At the time, I did not fully buy into it. It really sounded like one of those things adults say that
is supposed to magically fix everything. But I had nothing else to hold onto, so I decided to
try. Reluctantly, I chose faith. I chose to believe that things would work out, even when there
was no evidence that they would.
And slowly, things began to change.
I put myself out there again. I went back into swimming, something that had always
grounded me. Over time, that turned into something bigger than I expected. I became the
swimming captain. I found a group of friends who are still some of the closest people in my
life today. My grades improved, not overnight, but consistently, until I was back at a standard
I was proud of.
Nothing changed instantly. But everything changed because I made one decision. I chose
faith over fear.Fear would have told me to leave. Fear would have kept me in that classroom, isolated, watching life happen through a screen. Fear focuses on the what if things go wrong?.

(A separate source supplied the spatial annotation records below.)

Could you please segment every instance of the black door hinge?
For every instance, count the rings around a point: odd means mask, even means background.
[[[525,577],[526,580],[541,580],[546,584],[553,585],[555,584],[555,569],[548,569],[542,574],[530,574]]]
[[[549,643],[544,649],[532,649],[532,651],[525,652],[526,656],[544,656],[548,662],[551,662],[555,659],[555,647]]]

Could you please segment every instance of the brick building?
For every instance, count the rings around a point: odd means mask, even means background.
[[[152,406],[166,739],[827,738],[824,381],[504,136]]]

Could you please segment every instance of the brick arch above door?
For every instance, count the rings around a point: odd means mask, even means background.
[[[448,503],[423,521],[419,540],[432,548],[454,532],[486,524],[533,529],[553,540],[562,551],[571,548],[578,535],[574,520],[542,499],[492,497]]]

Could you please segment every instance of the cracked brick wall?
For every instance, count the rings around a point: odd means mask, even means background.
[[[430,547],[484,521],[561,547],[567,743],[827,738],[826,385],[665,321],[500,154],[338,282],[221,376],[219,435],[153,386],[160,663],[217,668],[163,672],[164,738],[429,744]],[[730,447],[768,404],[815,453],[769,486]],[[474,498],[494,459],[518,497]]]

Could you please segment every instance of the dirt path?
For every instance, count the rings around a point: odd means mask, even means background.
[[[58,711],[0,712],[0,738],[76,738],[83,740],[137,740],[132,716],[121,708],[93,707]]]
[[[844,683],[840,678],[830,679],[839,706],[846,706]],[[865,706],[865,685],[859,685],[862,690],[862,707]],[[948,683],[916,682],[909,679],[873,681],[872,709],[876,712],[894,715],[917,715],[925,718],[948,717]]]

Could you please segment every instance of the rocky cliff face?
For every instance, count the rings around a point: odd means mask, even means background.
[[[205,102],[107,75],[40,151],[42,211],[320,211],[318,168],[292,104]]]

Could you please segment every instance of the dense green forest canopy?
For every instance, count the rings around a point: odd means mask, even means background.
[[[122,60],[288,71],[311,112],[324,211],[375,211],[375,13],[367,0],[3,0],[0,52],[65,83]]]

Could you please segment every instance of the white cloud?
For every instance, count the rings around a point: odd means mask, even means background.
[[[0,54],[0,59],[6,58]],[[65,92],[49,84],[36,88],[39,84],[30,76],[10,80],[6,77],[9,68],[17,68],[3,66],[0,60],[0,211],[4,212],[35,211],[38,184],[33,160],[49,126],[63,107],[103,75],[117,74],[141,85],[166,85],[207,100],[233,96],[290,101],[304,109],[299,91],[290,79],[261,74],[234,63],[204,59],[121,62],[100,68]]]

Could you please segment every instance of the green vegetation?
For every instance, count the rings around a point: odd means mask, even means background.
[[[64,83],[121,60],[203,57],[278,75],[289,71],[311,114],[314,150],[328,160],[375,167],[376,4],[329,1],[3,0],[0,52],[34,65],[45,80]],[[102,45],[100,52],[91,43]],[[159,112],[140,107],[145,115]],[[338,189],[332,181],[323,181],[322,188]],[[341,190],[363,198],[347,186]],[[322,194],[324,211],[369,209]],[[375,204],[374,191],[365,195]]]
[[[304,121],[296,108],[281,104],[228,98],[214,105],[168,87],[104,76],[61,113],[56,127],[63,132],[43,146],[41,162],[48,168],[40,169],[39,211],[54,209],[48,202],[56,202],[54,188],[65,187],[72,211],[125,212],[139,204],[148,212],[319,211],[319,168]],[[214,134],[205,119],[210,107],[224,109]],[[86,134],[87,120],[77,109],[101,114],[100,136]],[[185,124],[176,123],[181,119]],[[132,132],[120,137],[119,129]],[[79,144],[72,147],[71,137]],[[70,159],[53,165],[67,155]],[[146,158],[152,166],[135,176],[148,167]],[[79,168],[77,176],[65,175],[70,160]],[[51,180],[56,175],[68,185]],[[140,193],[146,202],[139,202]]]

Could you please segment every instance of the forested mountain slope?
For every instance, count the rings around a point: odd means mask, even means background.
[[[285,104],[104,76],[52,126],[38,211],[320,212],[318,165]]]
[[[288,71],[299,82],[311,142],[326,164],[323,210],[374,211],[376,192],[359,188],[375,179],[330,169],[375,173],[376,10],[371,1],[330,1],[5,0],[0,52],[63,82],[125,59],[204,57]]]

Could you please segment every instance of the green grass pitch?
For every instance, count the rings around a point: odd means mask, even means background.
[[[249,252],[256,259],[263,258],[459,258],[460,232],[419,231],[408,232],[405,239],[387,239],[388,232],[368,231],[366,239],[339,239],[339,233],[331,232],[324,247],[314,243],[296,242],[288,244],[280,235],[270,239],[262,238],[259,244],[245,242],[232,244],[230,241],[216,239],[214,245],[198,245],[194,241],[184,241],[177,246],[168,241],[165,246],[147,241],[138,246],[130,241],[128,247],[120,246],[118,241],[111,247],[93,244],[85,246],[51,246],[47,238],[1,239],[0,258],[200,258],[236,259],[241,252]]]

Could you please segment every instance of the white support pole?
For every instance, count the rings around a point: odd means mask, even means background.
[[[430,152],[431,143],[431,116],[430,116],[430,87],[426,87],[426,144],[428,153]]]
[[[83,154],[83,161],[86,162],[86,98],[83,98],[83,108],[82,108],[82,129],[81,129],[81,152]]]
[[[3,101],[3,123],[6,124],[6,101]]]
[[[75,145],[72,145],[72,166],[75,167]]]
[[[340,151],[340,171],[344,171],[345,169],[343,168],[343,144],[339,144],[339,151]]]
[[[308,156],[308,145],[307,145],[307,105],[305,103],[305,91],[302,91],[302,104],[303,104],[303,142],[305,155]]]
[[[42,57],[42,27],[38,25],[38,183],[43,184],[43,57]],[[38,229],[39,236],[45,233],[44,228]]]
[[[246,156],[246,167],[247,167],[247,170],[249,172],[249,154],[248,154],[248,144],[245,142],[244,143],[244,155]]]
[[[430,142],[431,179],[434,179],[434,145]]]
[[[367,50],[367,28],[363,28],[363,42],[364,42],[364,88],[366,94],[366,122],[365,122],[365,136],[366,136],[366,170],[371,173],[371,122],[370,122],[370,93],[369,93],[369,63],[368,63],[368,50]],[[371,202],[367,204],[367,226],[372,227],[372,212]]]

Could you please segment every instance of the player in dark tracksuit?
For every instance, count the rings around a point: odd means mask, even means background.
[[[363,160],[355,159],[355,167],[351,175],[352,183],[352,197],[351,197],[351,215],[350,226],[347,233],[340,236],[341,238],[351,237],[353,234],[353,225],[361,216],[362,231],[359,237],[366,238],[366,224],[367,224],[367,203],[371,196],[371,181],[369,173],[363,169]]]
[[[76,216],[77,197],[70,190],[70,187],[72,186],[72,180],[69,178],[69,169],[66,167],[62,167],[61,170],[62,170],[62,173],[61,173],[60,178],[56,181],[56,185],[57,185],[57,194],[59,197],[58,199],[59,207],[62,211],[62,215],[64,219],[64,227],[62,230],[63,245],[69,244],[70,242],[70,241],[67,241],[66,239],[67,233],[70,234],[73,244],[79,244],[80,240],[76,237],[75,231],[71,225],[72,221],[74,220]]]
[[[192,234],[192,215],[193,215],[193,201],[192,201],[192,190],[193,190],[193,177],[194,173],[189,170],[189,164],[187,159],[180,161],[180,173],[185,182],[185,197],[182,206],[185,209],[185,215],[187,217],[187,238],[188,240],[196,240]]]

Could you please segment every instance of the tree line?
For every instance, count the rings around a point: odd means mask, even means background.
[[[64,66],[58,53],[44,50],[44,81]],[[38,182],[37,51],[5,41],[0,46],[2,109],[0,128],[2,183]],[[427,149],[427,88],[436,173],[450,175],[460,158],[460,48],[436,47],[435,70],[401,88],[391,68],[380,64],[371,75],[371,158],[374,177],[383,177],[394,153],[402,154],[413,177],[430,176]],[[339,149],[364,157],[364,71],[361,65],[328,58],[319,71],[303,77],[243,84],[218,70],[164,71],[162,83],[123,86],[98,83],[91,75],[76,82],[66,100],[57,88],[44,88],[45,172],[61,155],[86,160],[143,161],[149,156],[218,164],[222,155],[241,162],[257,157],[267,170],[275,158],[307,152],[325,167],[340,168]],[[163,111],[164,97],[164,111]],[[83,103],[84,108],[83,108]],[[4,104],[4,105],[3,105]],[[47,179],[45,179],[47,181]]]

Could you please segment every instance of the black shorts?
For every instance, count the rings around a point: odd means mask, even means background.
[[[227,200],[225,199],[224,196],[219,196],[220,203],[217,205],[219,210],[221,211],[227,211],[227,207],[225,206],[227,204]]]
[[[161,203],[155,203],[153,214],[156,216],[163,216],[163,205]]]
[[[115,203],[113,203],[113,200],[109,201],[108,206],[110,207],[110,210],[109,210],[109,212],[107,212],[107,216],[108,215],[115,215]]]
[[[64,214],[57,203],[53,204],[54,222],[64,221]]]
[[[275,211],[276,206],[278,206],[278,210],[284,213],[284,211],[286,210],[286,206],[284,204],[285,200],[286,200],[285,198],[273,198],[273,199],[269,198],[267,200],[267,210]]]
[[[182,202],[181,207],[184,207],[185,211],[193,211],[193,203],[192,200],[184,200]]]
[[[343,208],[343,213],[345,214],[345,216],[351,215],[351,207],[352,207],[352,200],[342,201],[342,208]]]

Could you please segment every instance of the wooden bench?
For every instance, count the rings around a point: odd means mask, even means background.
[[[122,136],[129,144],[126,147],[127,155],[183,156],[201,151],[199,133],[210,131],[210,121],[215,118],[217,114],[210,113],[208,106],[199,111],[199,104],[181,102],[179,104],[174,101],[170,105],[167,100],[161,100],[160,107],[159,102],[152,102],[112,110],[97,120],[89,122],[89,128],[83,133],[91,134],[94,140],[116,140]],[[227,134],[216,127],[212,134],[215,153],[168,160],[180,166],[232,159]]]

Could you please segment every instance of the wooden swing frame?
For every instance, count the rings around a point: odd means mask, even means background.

But faith asks a different question. What if things go right?
And that question changed everything for me.
Despite how it may seem like a simple story, it served as a catalyst to how I experience life
today. That quote alone gives me more than enough courage to keep pushing myself. It
made me understand that discomfort is temporary, and more importantly, it only exists
because I have experienced comfort before. You cannot feel out of place unless you have
known what it feels like to belong. So even in spaces where I am forced out of my comfort
zone or thrown out of it, like at ALA, I carry that same quote with me. It reminds me that
discomfort is not something to run from but something to grow through.
As the Yetus leave with T minus 66 days (I wish I said this yesterday), and as we Yewans
step into becoming the next Yetus, we are all going to be put into spaces that feel
uncomfortable. Spaces where we doubt ourselves, where we question if we belong, where it
would be easier to walk away.
In those moments, you have a choice.
You can choose fear and stay where it is safe but small. Or you can choose faith and step into something uncertain but full of possibility. Both require you to believe in something you cannot see. So the real question is, what are you choosing to believe?
My name is Ethan Mwangi, from Rwanda and Kenya, and this is my story.